Feedback is valuable. It is also expensive. It is one of those things that gets costlier the richer you get. As you get richer, more successful or famous, the number of people who will give you candid, unvarnished and actionable feedback declines. Giving feedback is a difficult skill to master. For a person who isn’t doing well and evidently needs to improve, you will find that there are many items of feedback that you can put down on paper. When you try to deliver this feedback though, you tend to run into the Dunning-Kruger effect. The recipient is blind to his shortcomings and thinks that he is doing an adequate job, and the harsher the feedback, the more defensive he will get and the more likely it is that he will spend time thinking that of your motives than of what he needs to do to improve.
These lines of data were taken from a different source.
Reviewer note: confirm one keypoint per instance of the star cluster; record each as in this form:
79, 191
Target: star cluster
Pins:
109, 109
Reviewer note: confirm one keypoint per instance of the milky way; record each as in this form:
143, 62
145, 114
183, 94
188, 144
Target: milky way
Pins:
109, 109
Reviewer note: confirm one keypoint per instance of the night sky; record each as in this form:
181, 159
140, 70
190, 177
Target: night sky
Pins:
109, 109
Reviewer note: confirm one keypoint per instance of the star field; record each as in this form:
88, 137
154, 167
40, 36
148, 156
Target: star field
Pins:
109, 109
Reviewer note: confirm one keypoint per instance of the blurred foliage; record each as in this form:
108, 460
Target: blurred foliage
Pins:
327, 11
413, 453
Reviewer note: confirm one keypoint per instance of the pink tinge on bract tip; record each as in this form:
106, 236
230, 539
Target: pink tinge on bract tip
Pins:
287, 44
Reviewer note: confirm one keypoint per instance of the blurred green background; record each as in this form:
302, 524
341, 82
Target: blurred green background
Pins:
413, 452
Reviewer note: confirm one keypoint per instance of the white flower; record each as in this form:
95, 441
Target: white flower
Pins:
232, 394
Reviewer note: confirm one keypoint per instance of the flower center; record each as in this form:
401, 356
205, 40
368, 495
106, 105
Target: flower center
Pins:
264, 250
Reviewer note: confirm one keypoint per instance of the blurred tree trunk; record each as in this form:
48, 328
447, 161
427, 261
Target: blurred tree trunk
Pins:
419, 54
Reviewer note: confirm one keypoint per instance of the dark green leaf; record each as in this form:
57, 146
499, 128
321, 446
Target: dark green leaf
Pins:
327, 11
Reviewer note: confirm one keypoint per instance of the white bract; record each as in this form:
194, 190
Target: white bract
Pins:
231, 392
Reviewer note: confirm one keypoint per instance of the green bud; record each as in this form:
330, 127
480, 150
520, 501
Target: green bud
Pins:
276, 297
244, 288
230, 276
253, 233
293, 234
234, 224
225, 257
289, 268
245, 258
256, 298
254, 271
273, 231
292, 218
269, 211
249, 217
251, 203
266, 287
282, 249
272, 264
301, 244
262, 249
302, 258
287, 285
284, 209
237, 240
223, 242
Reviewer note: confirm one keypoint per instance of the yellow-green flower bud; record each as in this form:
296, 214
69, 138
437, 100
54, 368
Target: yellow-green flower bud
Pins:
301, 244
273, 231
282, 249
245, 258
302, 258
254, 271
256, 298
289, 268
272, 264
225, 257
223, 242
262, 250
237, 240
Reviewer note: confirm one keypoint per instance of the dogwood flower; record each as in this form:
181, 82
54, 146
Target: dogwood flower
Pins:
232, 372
A person who is doing well is actually likely to be more receptive to feedback, but finding the areas to improve upon is a daunting task, which is why, I suppose, a star player’s coach gets paid so much. One of the tensest conversations I had was with a high-performing direct report who was surprised to receive a lower rating than he expected. His argument, quite surprisingly, wasn’t that he was a great performer, but that I hadn’t pointed out the flaws he was acutely aware of himself, while my own reasons for rating him lower were bullshit. I quite appreciated his honesty. It was one of the most valuable items of feedback I have received.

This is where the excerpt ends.